New Education Secretary urged to end 50 percent restriction at free schools

School classroom

The new secretary of state for education should scrap the 50 percent cap on faith-based school admissions to Jewish schools because it is not the best way to ensure community cohesion, Jewish leaders have said.

In a letter to Justine Greening from the Board of Deputies, sent on Wednesday, Board chief executive Gillian Merron says: “The majority of Jewish schools [are] in favour of the abolition of the 50 percent rule.”

The cap applies to all free schools and decrees that only half of all pupil admissions can be made on the grounds of ethnicity, but the government reshuffle has ushered in new thinking on the issue.

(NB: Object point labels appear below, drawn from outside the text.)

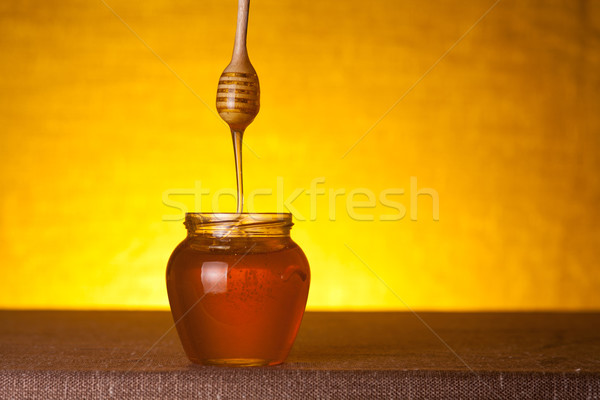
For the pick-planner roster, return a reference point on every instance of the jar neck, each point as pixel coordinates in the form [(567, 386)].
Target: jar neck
[(231, 225)]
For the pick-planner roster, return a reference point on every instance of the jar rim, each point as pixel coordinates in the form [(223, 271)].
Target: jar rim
[(239, 224)]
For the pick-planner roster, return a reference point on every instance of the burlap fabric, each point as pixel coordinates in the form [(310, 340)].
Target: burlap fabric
[(123, 355)]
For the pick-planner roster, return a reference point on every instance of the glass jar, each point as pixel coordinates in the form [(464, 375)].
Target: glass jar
[(238, 286)]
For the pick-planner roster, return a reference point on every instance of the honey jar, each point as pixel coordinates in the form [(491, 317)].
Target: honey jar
[(237, 287)]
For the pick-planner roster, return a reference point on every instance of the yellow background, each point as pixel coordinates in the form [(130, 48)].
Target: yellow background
[(506, 128)]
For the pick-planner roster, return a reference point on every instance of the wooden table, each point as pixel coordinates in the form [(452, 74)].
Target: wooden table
[(131, 354)]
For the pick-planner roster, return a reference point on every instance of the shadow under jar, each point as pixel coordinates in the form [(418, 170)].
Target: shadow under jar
[(237, 287)]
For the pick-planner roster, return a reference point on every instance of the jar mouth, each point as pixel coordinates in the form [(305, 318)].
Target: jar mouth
[(224, 225)]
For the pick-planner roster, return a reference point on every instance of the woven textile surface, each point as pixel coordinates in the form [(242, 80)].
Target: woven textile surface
[(122, 355)]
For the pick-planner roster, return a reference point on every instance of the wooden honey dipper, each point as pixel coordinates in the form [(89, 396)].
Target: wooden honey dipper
[(238, 94)]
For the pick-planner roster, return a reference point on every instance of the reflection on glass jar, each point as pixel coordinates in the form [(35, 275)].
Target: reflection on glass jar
[(238, 286)]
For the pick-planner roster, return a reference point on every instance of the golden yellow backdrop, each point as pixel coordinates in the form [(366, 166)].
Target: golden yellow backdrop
[(96, 131)]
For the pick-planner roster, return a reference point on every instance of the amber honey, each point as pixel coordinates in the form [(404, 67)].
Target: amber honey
[(238, 294)]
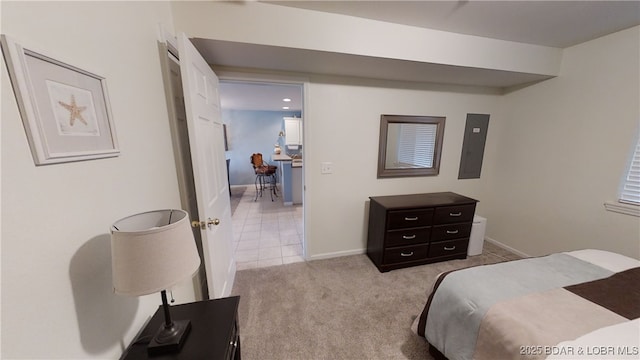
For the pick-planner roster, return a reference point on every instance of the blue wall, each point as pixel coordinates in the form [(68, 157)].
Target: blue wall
[(251, 132)]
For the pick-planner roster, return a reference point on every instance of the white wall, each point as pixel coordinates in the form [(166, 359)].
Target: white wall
[(561, 151), (57, 299), (342, 125)]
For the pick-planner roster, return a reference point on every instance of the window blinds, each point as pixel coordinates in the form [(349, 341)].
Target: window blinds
[(416, 146), (631, 188)]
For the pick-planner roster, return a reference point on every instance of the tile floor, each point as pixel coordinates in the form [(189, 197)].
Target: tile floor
[(266, 233)]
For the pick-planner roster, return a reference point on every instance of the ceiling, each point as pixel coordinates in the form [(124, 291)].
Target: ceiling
[(549, 23)]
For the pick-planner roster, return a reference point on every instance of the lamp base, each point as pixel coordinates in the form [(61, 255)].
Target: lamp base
[(169, 339)]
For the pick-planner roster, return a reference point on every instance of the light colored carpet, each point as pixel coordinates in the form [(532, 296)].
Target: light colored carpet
[(340, 308)]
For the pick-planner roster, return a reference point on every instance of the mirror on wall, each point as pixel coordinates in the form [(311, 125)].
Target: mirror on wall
[(410, 145)]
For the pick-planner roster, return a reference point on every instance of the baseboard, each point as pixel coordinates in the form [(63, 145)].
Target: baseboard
[(337, 254), (506, 247)]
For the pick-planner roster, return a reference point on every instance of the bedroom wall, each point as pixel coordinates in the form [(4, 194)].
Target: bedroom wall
[(342, 116), (562, 148), (57, 299)]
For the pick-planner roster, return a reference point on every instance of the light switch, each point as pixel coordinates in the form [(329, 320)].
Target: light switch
[(327, 168)]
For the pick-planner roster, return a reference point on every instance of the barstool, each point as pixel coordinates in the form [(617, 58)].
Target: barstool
[(265, 176)]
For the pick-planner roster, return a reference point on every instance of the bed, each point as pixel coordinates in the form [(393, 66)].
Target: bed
[(579, 304)]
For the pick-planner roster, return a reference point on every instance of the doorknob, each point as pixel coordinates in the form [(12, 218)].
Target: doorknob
[(202, 224)]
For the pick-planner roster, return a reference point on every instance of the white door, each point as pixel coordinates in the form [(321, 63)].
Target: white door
[(204, 124)]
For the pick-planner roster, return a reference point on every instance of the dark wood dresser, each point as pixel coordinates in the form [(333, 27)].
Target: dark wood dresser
[(416, 229)]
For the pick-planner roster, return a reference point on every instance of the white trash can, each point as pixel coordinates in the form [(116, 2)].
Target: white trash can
[(476, 240)]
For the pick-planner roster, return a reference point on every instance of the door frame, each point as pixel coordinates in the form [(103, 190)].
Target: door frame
[(225, 74)]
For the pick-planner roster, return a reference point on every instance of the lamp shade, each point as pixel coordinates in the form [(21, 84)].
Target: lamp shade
[(152, 251)]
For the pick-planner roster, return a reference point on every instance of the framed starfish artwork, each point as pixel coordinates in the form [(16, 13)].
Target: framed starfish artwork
[(65, 110)]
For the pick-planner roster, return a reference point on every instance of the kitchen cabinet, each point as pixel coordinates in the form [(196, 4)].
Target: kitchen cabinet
[(293, 131)]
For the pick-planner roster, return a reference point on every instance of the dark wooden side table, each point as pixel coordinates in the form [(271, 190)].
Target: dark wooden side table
[(214, 331)]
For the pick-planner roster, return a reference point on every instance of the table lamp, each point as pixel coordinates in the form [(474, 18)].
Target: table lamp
[(152, 252)]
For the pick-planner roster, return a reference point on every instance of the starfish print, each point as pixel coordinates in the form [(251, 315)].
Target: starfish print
[(74, 110)]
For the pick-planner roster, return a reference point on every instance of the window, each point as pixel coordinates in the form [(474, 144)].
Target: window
[(629, 197), (630, 192), (416, 145)]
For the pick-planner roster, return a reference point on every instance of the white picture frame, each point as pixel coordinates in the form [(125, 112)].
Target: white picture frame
[(65, 110)]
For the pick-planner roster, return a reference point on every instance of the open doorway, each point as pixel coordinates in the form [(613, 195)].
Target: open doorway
[(267, 225)]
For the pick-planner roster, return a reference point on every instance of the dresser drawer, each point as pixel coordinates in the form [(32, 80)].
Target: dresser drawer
[(400, 219), (406, 253), (451, 231), (407, 237), (454, 214), (446, 248)]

Nick Timothy, director of the New Schools Network and former chief of staff to Theresa May, is a known critic of the cap, as is Dame Louise Casey, who advises the government on radicalisation in education.

Asking for “a more flexible approach,” the Board tells Greening that the cap has “prevented the creation of more faith-based free schools,” while those that exist “only appeal to people of the faith background”.

Greening’s predecessor as secretary of state for education, Nicky Morgan, was unmoved by Jewish communal protests, but the recent reshuffle has prompted renewed calls, with 68 rabbis penning a letter to Greening last week opposing the cap.